The court was also guided by the case of Francis Gicharu Kariri - v- Peter Njoroge Mairu, Civil Appeal No. 293 of 2002 (Nairobi) the Court of Appeal approved the decision of the High Court in the case of Kimani Ruchire -v - Swift Rutherfords & Co. Ltd. (1980) KLR 10 where Kneller J, held that:
"The plaintiffs have to prove that they have used this land which they claim as of right: nec vi, nec clam, nec precario (no force, no secrecy, no persuasion)”.
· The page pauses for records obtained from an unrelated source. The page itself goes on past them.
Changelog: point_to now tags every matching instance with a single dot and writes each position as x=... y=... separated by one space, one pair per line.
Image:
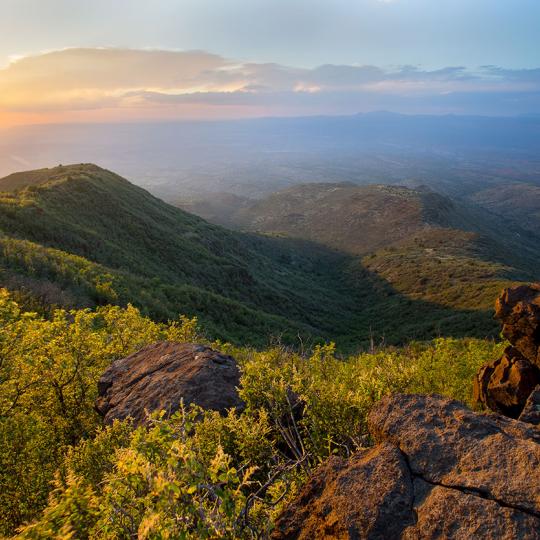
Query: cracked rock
x=439 y=471
x=160 y=376
x=368 y=496
x=505 y=384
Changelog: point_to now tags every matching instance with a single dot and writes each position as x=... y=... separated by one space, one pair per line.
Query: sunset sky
x=123 y=60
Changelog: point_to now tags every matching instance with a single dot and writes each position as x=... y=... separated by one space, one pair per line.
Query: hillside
x=83 y=236
x=518 y=202
x=410 y=245
x=348 y=263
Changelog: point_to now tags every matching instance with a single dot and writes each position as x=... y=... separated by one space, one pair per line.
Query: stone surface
x=439 y=471
x=518 y=308
x=159 y=376
x=531 y=411
x=450 y=513
x=368 y=496
x=505 y=384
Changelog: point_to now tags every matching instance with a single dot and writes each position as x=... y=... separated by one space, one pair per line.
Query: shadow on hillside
x=386 y=316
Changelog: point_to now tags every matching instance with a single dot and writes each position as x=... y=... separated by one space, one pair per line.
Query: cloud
x=129 y=83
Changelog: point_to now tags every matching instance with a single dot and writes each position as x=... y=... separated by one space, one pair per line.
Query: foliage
x=48 y=374
x=198 y=474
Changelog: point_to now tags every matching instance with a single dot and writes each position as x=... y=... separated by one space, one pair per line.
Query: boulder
x=518 y=308
x=160 y=376
x=368 y=496
x=439 y=471
x=505 y=384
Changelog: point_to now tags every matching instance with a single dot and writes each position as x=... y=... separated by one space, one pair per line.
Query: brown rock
x=505 y=384
x=450 y=513
x=440 y=471
x=367 y=497
x=518 y=308
x=490 y=456
x=531 y=411
x=159 y=376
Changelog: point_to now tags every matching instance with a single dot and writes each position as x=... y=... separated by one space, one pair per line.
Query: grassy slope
x=436 y=262
x=103 y=239
x=84 y=236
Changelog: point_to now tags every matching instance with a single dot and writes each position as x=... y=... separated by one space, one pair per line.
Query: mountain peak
x=24 y=179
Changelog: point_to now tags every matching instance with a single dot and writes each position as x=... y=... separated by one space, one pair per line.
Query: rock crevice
x=451 y=472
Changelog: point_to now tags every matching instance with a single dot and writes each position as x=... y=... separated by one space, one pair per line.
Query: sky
x=121 y=60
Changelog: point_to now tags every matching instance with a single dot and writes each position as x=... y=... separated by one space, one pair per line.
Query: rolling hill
x=420 y=244
x=80 y=235
x=336 y=261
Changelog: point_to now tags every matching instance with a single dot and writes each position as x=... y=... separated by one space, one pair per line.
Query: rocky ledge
x=439 y=470
x=160 y=376
x=505 y=384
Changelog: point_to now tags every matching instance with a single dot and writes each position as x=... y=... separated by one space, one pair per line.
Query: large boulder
x=368 y=496
x=439 y=471
x=518 y=308
x=505 y=384
x=162 y=375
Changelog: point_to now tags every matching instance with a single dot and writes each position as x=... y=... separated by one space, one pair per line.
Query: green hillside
x=85 y=236
x=340 y=267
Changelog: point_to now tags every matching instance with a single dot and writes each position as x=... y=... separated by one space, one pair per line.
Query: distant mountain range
x=320 y=261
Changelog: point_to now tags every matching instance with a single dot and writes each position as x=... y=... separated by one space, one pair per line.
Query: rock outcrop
x=531 y=411
x=160 y=376
x=439 y=471
x=505 y=384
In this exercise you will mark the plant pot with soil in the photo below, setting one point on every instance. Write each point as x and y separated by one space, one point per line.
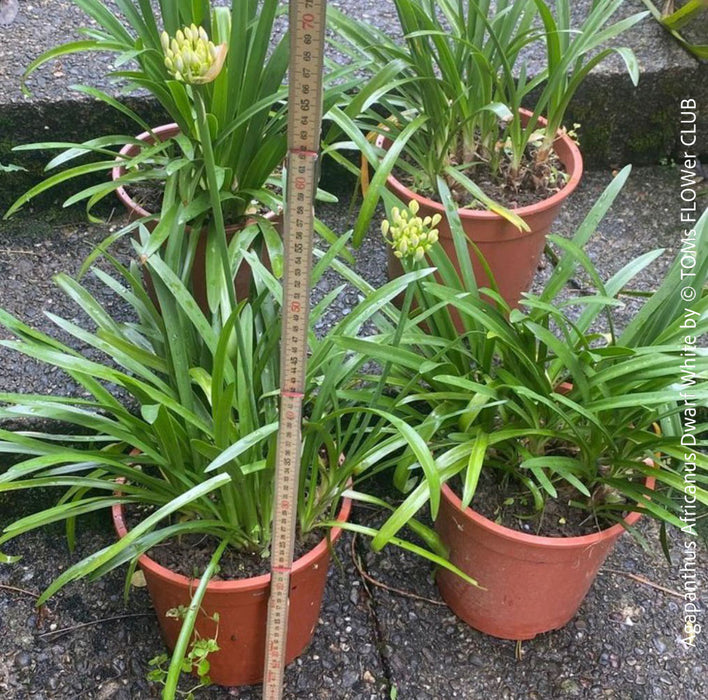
455 137
241 604
182 408
552 429
236 88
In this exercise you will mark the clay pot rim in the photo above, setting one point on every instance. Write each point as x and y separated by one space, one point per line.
574 166
132 149
253 583
542 541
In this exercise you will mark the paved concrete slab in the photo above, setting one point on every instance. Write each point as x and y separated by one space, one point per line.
619 123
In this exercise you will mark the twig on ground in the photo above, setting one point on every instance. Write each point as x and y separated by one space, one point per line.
5 587
390 589
65 630
19 251
645 581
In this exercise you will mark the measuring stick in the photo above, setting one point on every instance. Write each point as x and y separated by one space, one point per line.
307 25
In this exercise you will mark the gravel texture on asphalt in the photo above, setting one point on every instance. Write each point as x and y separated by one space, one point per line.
624 642
619 123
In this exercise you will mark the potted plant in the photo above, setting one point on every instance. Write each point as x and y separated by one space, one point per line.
454 135
558 428
176 435
228 119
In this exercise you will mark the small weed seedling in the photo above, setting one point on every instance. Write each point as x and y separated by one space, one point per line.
194 661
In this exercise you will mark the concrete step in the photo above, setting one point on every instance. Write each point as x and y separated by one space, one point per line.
619 123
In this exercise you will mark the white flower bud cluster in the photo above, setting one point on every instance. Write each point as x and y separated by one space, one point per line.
408 234
190 57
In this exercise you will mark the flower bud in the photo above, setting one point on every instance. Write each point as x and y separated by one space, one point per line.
192 57
410 235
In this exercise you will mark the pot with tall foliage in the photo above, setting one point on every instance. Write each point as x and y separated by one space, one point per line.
218 73
455 137
568 426
189 448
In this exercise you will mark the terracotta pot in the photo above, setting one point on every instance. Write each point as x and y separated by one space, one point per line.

So the plaintiff must show that the defendant had knowledge (or the means of knowing actual or constructive) of the possession or occupation. The possession must be continuous. It must not be broken for any temporary purposes or any endeavours to interrupt it. In applying these principles to the present case, the plaintiffs/applicants are administrators of the estate of the late Zakary Kweyu. That during the lifetime and after the death of their late father been in use of the suit land to date. That there is no marked boundary between their late father’s land parcel No. S. Wanga/Lureko/422 and S. WANGA/LUREKO/695 and have occupied and used the said parcel of land for a period of more than 12 years. That the respondent has never occupied the suit land since it was registered in his name in 1967. That the plaintiffs’ use of the aforesaid parcel of land has been continuous, peaceful and with the respondent’s knowledge. That the plaintiffs’ father had been in occupation and use thereof for a period of more than 12 years at the time he passed away in 2002. In their testimony the plaintiffs’ stated they have stayed on the land form the 1970’s. 2nd defendant testified that their father had court cases over the land from 1981. I find that their occupation has not been peaceful. The plaintiffs cannot trespass on their neighbour’s land and then demand to be given the same. In 2007 there were a series of disputes in the tribunal over the same matter. I find that the plaintiffs have failed to establish that their possession of the suit land was continuous and not broken for any temporary purposes or any endeavours to interrupt it for a period on 12 years. From 1970 when the defendant returned to 1981when disputes started is a period of about 11 years. I find that the defendant is the legal registered owner and his title is good. I find that the plaintiffs have failed to establish their case on a balance of probabilities and l dismiss it with costs.
It is so ordered.
DELIVERED, DATED AND SIGNED AT KAKAMEGA IN OPEN COURT THIS 7TH DAY OF MAY 2019.